しかしガイデオンは更に俺を問い詰めるように、バランスを崩しながらも立ち続け、俺との距離を詰めていく。
「たとえそれが、この国の民全てを敵に回すとしてもかッ!! 貴様がいくら証明をしたところで、この怒りをどこに向ければ――」
「それ以上の言葉は必要ありません、ガイデオン」
「ッ!?」
「…………」
その場に凛とした声が響き渡る。そして俺はその声はここ数日、ソーサクラフに滞在してきた中で一番耳にしている声でもある。
「……お前も戦うつもりか」
「……本当は貴方だと思えない。思いたくない…………でも、あの傷は貴方しかつけられない。刀を持ち、初代刀王を名乗るものでなければ、かの大いなる主に傷跡などつけることなど、できるはずもない!!」
声のする方を振り向けば、最後の決意を目の前で決めようとする一人の剣の姿がある。
「この場は私に任せて、撤退をしてください。ガイデオン」
アイゼはそうしてガイデオンの側に立ち、俺との対立する立場を明確に示す。
「ぐっ、そのような恥を晒してたまるか!! 俺はこの身が打ち砕けようとも、お前がいるのであれば、せめて盾となって――」
「邪魔をしないでこの場を去ってくださいと言っているのです、ガイデオン! 私はこの人を相手に、王を守る剣として“一騎討ち”を申し出ているのです!!」
「ッ!」
一騎討ち――その言葉の重みを、知らぬ剣士など存在しない。
かつてのベヨシュタットですら、領地内でのプレイヤー間の無意味な争いはご法度となっていた。しかしその法規をも超えての覚悟を示すという意味で、この言葉の下での戦いは唯一許されていた。
「……お前にその覚悟はあるのか」
「…………」
「一騎討ち……ここはベヨシュタットとは違う国ではあるが、剣士としてその共通する意味を理解しているのか」
「……貴方を迎え入れ、もてなしたのは私です。ならばせめて貴方を送り出すのもまた私の役目」
「……ならば敬意を表す意味も込めて、俺本来の全力で戦かわせてもらう。そして今度こそ本当に……手加減はできないぞ」
そうして俺はステータスボードから一本の秘薬を取り出し、瓶に口をつけて中身を口へと運んでいく。
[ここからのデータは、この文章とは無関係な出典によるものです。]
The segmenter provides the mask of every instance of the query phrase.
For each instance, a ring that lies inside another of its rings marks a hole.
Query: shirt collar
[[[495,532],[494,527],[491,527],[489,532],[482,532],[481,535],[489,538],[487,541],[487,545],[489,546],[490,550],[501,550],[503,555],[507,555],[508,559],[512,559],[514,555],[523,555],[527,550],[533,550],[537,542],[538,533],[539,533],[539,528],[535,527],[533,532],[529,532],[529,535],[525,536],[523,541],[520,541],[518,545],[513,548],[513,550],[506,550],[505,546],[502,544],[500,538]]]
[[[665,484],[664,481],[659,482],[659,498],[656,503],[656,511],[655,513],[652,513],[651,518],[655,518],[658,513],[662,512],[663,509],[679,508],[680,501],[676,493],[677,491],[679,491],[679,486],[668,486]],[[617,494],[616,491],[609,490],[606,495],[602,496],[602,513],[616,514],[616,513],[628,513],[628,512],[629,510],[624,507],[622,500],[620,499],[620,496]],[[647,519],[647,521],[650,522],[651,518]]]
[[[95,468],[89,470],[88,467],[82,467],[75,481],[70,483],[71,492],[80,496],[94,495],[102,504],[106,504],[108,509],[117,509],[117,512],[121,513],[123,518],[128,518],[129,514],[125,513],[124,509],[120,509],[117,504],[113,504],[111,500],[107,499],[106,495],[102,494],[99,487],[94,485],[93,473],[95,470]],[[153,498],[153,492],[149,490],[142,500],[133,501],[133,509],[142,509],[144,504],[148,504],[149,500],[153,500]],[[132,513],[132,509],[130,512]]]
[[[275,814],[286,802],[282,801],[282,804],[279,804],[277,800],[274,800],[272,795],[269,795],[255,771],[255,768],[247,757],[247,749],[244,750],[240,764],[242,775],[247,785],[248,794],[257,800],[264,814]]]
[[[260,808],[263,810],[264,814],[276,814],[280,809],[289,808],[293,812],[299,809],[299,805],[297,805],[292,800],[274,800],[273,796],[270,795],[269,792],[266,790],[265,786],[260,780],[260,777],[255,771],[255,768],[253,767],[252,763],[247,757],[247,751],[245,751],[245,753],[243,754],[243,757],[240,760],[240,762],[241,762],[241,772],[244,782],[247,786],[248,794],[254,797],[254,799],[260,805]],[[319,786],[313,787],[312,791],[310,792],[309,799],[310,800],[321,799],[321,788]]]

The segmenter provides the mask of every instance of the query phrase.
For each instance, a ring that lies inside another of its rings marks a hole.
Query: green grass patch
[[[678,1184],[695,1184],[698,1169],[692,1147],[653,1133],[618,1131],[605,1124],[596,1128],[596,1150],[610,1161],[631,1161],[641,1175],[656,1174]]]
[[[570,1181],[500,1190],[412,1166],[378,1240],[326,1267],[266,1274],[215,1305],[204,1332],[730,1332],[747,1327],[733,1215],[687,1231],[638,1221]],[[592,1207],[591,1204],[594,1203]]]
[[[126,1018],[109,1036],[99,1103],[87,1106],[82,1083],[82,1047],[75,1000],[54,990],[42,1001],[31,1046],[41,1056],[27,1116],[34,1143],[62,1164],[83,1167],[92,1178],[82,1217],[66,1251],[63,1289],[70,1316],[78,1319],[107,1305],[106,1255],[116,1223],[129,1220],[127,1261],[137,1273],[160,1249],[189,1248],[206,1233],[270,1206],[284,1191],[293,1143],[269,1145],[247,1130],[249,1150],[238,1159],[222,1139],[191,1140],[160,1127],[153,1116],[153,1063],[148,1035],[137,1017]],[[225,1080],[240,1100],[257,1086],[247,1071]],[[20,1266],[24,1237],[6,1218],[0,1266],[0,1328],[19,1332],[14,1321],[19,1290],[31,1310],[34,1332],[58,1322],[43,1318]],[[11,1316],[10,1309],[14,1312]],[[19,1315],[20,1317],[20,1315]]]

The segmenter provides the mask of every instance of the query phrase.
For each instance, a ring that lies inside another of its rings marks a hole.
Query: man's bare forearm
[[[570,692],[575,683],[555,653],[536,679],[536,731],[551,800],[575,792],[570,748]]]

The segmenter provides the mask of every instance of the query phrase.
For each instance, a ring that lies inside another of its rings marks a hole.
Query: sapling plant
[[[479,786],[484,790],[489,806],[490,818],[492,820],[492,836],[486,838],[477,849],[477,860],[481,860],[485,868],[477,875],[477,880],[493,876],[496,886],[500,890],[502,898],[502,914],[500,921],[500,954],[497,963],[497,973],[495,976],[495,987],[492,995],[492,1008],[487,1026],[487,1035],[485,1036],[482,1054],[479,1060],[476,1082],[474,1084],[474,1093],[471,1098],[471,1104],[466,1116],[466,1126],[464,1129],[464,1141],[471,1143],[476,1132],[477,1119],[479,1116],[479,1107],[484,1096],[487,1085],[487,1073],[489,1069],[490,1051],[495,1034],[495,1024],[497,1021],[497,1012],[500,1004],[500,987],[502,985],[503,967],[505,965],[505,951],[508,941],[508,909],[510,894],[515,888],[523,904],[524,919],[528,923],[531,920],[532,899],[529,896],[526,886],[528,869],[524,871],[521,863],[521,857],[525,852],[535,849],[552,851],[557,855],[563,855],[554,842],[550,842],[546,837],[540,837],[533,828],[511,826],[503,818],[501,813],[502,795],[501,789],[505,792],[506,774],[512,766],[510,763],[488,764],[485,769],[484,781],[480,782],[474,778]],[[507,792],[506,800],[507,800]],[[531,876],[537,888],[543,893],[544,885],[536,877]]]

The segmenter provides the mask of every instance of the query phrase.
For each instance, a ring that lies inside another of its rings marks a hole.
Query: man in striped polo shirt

「……こいつは紅龍の秘薬。使用者の筋力を短時間三倍にする薬だ」
そうして本来であれば一振りしか持てないところを、反対側に納めていた羽々斬も抜刀して見せることで、過去作の強敵に対してのみ見せてきた流派の構えをとる。
「――四鬼噛二刀流。俺達のような弱い人間という種族が、一度に四体の大鬼を相手取るために編み出した、攻防一体の構えだ」
脱力しきってはいるが、刀を握る手の力はしっかりと入っている。そして刀の切っ先を前に向けた姿はまるで鬼の下顎に生える大きな牙のようにも見えるところから、大口を開けた鬼のようだとも比喩されているらしい。
「……改めて名乗らせてもらおう。“無礼奴”露払い役、ジョージ……押し通るッ!!」
俺の名乗りに呼応するように、アイゼの方も鞘から美しき剣を抜き取り、俺の方へと切っ先をまっすぐに向ける。